The proposed regulation also specifies that companies retaining service providers on or after March 1, 2010 must require such service providers by contract to implement and maintain appropriate security measures for personal information. Although the regulation is somewhat confusing on this point, the OCABR has said that service provider contracts entered into before March 1, 2010 will be deemed in compliance with the regulations for a two-year grace period (until March 1, 2012), even if such contracts do not contain the requisite provisions related to security measures. This responds to a key area of concern among companies regarding the potential costs and resource constraints of amending all existing service provider contracts as of the effective date of the regulation.
Data Identification, Minimization, and other Eliminated Program Requirements: The current revision eliminates previous requirements for companies to identify all documents and media where personal information is located, which some companies interpreted as an inventory process. It also eliminates a requirement to limit the amount of personal information collected and retained to that which is reasonably necessary to accomplish the original legitimate purpose. Other specific requirements are eliminated in favor of more general language. For example, the requirement to prevent terminated employees from accessing records containing personal information no longer requires a company to “immediately” terminate such access. The OCABR states in its FAQs that these eliminated requirements “will be used as a form of guidance only.”
Computer Security Requirements and Encryption: The current revision specifies that the computer system security requirements apply where they are “technically feasible,” which the OCABR defines in its FAQs to mean that “if there is a reasonable means through technology to accomplish a required result, then that reasonable means must be used.” This change applies the risk-based approach of the regulation to the unique challenges presented by businesses of various sizes.
The revision also makes the “encryption” requirement technology neutral by defining it as “the transformation of data into a form in which meaning cannot be assigned without the use of a confidential process or key.” This change is meant to address the evolution of encryption technology, so that the regulation will not impede the adoption of any new technologies.

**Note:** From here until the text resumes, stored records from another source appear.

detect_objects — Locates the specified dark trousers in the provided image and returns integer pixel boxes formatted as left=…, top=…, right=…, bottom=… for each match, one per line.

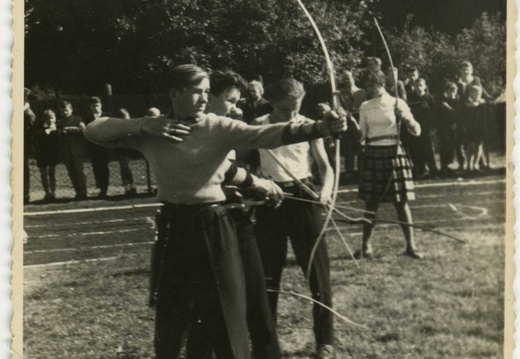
left=439, top=128, right=464, bottom=170
left=342, top=130, right=362, bottom=178
left=186, top=209, right=281, bottom=359
left=63, top=152, right=87, bottom=197
left=410, top=133, right=437, bottom=175
left=118, top=157, right=134, bottom=186
left=154, top=205, right=250, bottom=359
left=90, top=144, right=109, bottom=193
left=24, top=156, right=30, bottom=201
left=255, top=186, right=334, bottom=346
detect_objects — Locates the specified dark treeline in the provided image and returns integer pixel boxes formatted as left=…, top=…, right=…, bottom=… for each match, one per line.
left=25, top=0, right=505, bottom=99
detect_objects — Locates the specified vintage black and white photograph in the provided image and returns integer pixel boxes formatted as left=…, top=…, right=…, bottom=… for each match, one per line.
left=18, top=0, right=511, bottom=358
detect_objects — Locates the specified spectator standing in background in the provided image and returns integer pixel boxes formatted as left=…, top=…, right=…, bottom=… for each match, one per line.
left=84, top=96, right=110, bottom=198
left=239, top=80, right=273, bottom=171
left=241, top=80, right=273, bottom=124
left=408, top=78, right=437, bottom=177
left=457, top=61, right=490, bottom=169
left=24, top=88, right=36, bottom=203
left=461, top=85, right=489, bottom=171
left=57, top=101, right=88, bottom=200
left=115, top=108, right=137, bottom=196
left=437, top=82, right=464, bottom=172
left=385, top=66, right=407, bottom=101
left=457, top=61, right=486, bottom=103
left=338, top=70, right=366, bottom=183
left=35, top=109, right=60, bottom=201
left=403, top=66, right=419, bottom=96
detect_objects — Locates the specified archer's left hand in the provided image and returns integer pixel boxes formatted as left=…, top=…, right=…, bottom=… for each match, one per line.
left=320, top=108, right=348, bottom=135
left=319, top=189, right=332, bottom=206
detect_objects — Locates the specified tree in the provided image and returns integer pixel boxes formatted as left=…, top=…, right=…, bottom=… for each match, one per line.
left=25, top=0, right=376, bottom=94
left=454, top=12, right=506, bottom=96
left=384, top=12, right=505, bottom=96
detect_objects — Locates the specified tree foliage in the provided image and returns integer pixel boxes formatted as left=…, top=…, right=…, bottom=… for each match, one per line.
left=25, top=1, right=505, bottom=98
left=385, top=12, right=505, bottom=96
left=25, top=0, right=376, bottom=94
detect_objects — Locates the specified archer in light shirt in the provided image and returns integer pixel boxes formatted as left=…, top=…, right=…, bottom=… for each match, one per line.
left=253, top=78, right=337, bottom=359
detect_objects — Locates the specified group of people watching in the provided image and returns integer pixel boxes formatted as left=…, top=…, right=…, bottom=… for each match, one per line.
left=24, top=59, right=493, bottom=203
left=338, top=58, right=495, bottom=182
left=24, top=96, right=156, bottom=202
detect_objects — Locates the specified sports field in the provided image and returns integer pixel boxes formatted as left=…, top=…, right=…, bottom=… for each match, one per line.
left=23, top=174, right=505, bottom=358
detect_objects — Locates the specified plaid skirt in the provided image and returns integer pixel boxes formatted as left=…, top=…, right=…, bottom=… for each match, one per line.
left=358, top=144, right=415, bottom=203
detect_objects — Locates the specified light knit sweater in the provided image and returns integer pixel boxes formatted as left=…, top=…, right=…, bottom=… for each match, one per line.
left=85, top=113, right=322, bottom=204
left=359, top=92, right=421, bottom=146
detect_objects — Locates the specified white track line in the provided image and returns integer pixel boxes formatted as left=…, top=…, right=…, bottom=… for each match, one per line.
left=25, top=217, right=503, bottom=267
left=29, top=228, right=147, bottom=240
left=25, top=217, right=146, bottom=229
left=25, top=256, right=120, bottom=269
left=420, top=190, right=503, bottom=199
left=25, top=241, right=154, bottom=254
left=24, top=178, right=505, bottom=217
left=326, top=214, right=502, bottom=234
left=336, top=178, right=505, bottom=194
left=24, top=202, right=160, bottom=216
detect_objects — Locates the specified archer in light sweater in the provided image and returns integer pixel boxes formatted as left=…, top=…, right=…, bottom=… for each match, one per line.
left=84, top=64, right=346, bottom=359
left=358, top=70, right=423, bottom=259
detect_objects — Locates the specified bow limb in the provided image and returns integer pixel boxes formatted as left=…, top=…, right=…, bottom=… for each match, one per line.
left=373, top=18, right=399, bottom=104
left=372, top=17, right=404, bottom=206
left=295, top=0, right=341, bottom=280
left=295, top=0, right=340, bottom=110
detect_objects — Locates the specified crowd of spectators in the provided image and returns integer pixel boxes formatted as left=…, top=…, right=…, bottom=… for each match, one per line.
left=23, top=59, right=502, bottom=202
left=337, top=59, right=501, bottom=183
left=24, top=95, right=148, bottom=203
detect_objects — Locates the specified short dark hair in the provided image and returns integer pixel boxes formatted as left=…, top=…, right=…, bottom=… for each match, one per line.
left=265, top=78, right=306, bottom=103
left=363, top=70, right=386, bottom=88
left=415, top=78, right=426, bottom=85
left=210, top=70, right=248, bottom=96
left=89, top=96, right=102, bottom=105
left=59, top=100, right=72, bottom=109
left=167, top=64, right=209, bottom=92
left=367, top=57, right=382, bottom=67
left=116, top=108, right=130, bottom=119
left=460, top=61, right=473, bottom=69
left=407, top=66, right=418, bottom=73
left=43, top=109, right=55, bottom=118
left=444, top=81, right=457, bottom=92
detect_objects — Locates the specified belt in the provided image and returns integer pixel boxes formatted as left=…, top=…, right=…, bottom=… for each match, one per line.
left=366, top=135, right=398, bottom=143
left=161, top=201, right=224, bottom=214
left=275, top=177, right=313, bottom=189
left=162, top=200, right=261, bottom=214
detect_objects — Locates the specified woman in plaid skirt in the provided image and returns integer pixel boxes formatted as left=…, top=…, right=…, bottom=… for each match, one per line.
left=357, top=70, right=423, bottom=259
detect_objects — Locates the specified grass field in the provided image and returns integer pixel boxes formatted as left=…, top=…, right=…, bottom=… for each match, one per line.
left=23, top=175, right=506, bottom=359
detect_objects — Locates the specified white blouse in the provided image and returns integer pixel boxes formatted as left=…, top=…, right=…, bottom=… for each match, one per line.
left=254, top=114, right=314, bottom=182
left=359, top=91, right=421, bottom=146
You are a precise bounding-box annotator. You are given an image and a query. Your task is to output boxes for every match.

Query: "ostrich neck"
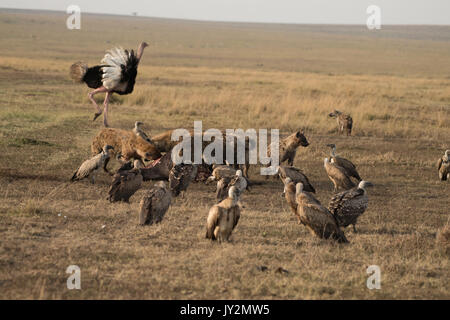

Compliance May Still Be Challenging
The current revision represents proposed regulations that, once approved, would become effective on March 1, 2010. Despite the extended deadline and additional flexibility, complying with the new Massachusetts regulation will continue to present a challenge for many companies. The design and implementation of a comprehensive information security program can require considerable time and resources, as well as careful planning and oversight. Companies that handle the personal information of Massachusetts residents should continue to develop a programmatic solution to ensure compliance with the relevant requirements by March 1, 2010.